Bates also stated in a footnote that the government’s revelations about the scope of the NSA’s upstream collection “implicate” a law that criminalizes unauthorized electronic surveillance. He said that he would address that issue in a separate order.

In another footnote, he also noted that in March 2009 the court concluded that its authorization of the NSA’s bulk collection of Americans’ phone-call records was “premised on a flawed depiction of how the NSA” uses the data.

* HE'S SAYING THE NSA LIED TO HIM AND THE COURT.

* NOTE THE DATES, FOLKS... THEY'RE IMPORTANT. MARCH 2009... OBAMA WAS PRESIDENT... THE NSA WAS "OBAMA'S NSA."

Bates also wrote: “This misperception by the FISC existed from the inception of its authorized collection in May 2006, buttressed by repeated inaccurate statements made in the government’s submissions, and despite a government-devised and court-mandated oversight regime.”

* BUSH! "BUSH'S NSA."

* AND, FOLKS... RECALL... MAY 2006... REPUBLICANS STILL CONTROLLED BOTH HOUSES OF CONGRESS.

(*SHRUG*)

* OUR PRESIDENTS - REPUBLICAN AND DEMOCRAT... OUR CONGRESSES - REPUBLICAN-CONTROLLED, DEMOCRAT-CONTROLLED, HOUSE-GOP/SENATE-DEM... IT SEEMS THE BATTLE CRY REMAINS "F--K THE CONSTITUTION!"
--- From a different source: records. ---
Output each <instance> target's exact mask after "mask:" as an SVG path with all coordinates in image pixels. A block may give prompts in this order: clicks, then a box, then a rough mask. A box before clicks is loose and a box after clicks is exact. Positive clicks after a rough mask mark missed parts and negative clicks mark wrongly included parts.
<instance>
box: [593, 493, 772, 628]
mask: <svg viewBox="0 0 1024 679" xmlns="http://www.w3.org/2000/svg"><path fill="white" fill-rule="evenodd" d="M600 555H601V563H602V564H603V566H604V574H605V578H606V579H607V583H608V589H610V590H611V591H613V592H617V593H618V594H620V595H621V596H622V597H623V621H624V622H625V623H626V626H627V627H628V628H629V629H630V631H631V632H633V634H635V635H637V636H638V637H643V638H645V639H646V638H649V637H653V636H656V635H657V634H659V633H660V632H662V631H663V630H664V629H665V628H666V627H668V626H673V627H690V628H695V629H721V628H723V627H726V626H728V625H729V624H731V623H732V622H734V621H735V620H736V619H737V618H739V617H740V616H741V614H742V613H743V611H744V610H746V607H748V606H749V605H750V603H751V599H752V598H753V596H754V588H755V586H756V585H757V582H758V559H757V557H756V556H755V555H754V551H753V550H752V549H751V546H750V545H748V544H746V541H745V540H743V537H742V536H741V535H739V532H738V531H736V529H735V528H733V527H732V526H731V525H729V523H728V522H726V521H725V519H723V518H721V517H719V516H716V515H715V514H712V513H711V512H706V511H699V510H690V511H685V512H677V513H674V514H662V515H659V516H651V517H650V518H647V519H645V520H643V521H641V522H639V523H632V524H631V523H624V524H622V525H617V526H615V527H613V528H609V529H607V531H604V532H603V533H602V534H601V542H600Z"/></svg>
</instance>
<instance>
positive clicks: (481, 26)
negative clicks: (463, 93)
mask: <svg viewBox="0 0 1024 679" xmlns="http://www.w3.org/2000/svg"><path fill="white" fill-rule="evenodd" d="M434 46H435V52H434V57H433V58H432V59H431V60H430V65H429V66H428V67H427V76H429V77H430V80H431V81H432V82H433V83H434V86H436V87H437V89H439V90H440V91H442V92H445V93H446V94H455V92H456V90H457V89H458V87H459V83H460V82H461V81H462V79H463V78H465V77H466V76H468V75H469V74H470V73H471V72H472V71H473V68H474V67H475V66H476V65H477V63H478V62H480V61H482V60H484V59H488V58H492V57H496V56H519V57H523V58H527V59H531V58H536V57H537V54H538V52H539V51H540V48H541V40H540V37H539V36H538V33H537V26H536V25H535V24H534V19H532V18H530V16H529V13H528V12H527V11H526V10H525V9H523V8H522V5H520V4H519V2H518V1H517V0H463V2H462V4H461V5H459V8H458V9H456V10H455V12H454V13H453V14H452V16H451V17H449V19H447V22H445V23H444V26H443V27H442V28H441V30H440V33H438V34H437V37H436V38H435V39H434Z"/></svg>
In that program, which was disclosed through a document leaked by Snowden...

* WHO SEEMS NOT TO HAVE SIGNED ON TO THE ABOVE-NOTED BIPARTISAN BATTLE CRY OF "F--K THE CONSTITUTION."

...to the Guardian, the NSA amasses a database of hundreds of millions of Americans’ phone-call records. That includes numbers dialed and the time and duration of calls — also known as metadata — but no content.

* HOW'BOUT EMAILS...???

Bates continued: “Contrary to the government’s repeated assurances, NSA had been routinely running queries of the metadata using querying terms that did not meet the required standard. . . . The Court concluded that this requirement had been ‘so frequently and systematically violated that it can fairly be said that this critical element of the overall . . . regime has never functioned effectively.’ ”
(*PURSED LIPS*)

The Electronic Frontier Foundation sued after Sen. Ron Wyden (D-Ore.) got the Office of the Director of National Intelligence to acknowledge in July 2012 that the NSA’s surveillance had at least once violated the Constitution.

* AND, YET... HAS ANYONE GONE TO JAIL FOR THESE PURPOSEFUL VIOLATIONS? NO. BUT THE GOVERNMENT "GOT" MANNING TODAY! (AIN'T YA PROUD?!)

* BTW... WYDEN IS ONE OF THE GOOD GUYS. AT LEAST WHEN IT COMES TO RESPECTING THE CONSTITUTION.